Hydrogen peroxide involved in the inactivation of different enzymes by oxidation of essential thiol groups, and can initiate the generation of hydroxyl radical (Bozin et al., 2008; Hazra et al., 2008). The methanol extract was able to neutralize H₂O₂ in a concentration-dependent manner, which could be seen by its graded increase in percentage inhibition. Iron is a highly reactive transition metal, and known as a most significant prooxidant for lipid oxidation (Hazra et al., 2008; Nagulendran et al., 2007). Therefore, ferrous ion chelating activity of extract may be related to its iron binding capacity. Reducing power capacity may provide a key indication about the antioxidant capacity of a compound (Nagulendran et al., 2007). The presence of reductone is related with the reducing power capacity of extract and considered as one of the key mechanisms for action of MEPA.

Ex vivo antioxidant activity was evaluated by inhibition of lipid peroxidation. Lipid peroxidation is considered as an oxidative deterioration process of polyunsaturated fatty acids, and may be responsible for the damage of almost every molecule of the body. Inhibition of lipid peroxidation is a vital property of antioxidant compounds by which they can inhibit the initiation and/or propagation of free radical reaction (Niki, 2010; Tai et al., 2011). Results suggested that the extract effectively inhibited lipid peroxidation. These findings rationalize the traditional usage of this plant in the treatment of several inflammation, pain, and oxidative stress associated diseases.

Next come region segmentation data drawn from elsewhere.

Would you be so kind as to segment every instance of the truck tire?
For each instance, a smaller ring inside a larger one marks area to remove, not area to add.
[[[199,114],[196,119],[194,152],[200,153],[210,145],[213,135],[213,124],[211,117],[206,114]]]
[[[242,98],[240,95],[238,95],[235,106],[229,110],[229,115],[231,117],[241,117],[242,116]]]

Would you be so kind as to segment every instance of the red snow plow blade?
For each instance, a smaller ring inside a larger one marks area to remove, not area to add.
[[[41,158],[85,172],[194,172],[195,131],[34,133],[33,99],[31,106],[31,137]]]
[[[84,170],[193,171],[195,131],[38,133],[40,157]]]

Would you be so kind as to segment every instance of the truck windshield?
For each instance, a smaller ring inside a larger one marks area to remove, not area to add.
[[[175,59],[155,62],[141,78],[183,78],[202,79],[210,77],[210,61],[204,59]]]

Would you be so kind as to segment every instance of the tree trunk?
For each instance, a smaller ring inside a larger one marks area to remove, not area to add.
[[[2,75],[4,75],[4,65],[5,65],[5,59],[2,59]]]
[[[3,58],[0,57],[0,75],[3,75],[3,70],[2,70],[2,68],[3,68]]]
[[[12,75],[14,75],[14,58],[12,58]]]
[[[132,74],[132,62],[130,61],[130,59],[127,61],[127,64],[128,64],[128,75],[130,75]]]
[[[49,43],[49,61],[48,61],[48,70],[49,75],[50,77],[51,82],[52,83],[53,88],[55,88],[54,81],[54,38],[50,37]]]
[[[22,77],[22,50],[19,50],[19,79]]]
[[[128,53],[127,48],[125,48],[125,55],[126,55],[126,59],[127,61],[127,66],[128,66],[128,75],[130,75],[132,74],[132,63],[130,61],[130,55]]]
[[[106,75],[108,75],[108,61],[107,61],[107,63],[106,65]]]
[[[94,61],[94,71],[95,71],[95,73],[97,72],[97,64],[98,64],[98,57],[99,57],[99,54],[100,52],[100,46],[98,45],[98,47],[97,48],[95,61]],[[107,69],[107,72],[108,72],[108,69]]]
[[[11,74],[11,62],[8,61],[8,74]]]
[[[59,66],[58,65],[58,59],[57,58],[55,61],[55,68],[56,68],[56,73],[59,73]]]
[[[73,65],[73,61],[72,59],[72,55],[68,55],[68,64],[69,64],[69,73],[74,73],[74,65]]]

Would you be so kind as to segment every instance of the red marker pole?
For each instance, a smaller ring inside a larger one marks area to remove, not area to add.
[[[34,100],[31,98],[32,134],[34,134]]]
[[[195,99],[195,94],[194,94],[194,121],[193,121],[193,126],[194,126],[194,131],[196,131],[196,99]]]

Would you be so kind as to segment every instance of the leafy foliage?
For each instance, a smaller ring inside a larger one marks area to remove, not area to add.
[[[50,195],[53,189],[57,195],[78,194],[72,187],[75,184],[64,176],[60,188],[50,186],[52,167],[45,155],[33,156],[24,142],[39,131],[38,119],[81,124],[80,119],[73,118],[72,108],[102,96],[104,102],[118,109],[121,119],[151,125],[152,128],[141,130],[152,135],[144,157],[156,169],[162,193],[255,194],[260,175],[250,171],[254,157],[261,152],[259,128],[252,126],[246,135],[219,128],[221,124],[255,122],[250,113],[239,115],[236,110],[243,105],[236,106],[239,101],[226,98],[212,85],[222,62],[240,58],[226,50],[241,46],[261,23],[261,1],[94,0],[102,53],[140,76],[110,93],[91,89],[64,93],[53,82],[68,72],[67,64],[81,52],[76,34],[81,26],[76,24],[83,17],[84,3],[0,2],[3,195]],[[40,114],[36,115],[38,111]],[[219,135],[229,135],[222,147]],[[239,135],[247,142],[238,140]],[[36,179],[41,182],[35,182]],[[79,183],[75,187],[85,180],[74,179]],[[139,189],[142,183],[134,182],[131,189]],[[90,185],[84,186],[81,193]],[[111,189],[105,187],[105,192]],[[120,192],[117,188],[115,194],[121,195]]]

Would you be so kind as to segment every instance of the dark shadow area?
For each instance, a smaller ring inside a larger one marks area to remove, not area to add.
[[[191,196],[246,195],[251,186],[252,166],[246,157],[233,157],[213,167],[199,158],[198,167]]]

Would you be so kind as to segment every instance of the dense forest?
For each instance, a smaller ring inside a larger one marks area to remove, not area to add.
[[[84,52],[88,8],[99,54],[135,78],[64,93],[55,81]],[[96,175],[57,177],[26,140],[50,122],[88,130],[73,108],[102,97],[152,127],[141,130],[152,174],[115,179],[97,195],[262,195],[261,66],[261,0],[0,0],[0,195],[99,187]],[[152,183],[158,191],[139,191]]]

Different scientific reports proved that chemical constituents like alkaloids, volatile and essential oils, phenolic compounds, triterpenoids, saponins, phytosterols, tannins, flavanoids possess analgesic, anti-inflammatory, and antioxidant activity (Sen et al., 2010a, 2010b). Our report also suggested the presence of alkaloids, carbohydrates, tannins, flavonoids, steroids and triterpenoids in the extract. The extract also contained a significant amount of phenolic and flavonoid. The free radical scavenging activity of phenolic compounds is due to the presence of hydroxyl groups in their structure. Flavonoids are also useful to prevent and treat cardiovascular, neurodegenerative, gastrointestinal, endocrine diseases, and cancer. Their planar structure, number and position of their hydroxyl groups as well as the presence of the C2-C3 double bond are essential for metal chelation, antioxidant and free radical scavenging activities (Atmani et al., 2009). Phenolic components, flavonoids and other phytochemicals present in the extract may be responsible for its antioxidant, analgesic, anti-inflammatory activities.

Conclusion

The present work revealed that leaves of Pisonia aculeata exhibited anti-inflammatory, antiociceptive and antioxidant activity. High levels of phenolics and flavonoids in extract may be responsible for its observed biological activities. The possible antioxidant mechanism of the extract can be due to hydrogen or electron donating and direct free radical scavenging activities of extract. Membrane stabilizing activity and inhibition of release of inflammatory mediators may be responsible for its anti-inflammatory activity. The extract possesses better peripheral analgesic activity rather than central analgesic activity. We suggests that the leaves of plant can be viewed as a potential source of natural antioxidants and can afford a precious functional component which may be used for the prevention of diseases related to oxidative stress, pain, and inflammation.

Acknowledgments

The authors wish to thank the Management of Creative Education Society’s College of Pharmacy for providing facilities and support.

Declaration of interest

The authors declare that they have no conflicts of interest to disclose. This research received no specific grant from any funding agency in the public, commercial, or not for profit sectors.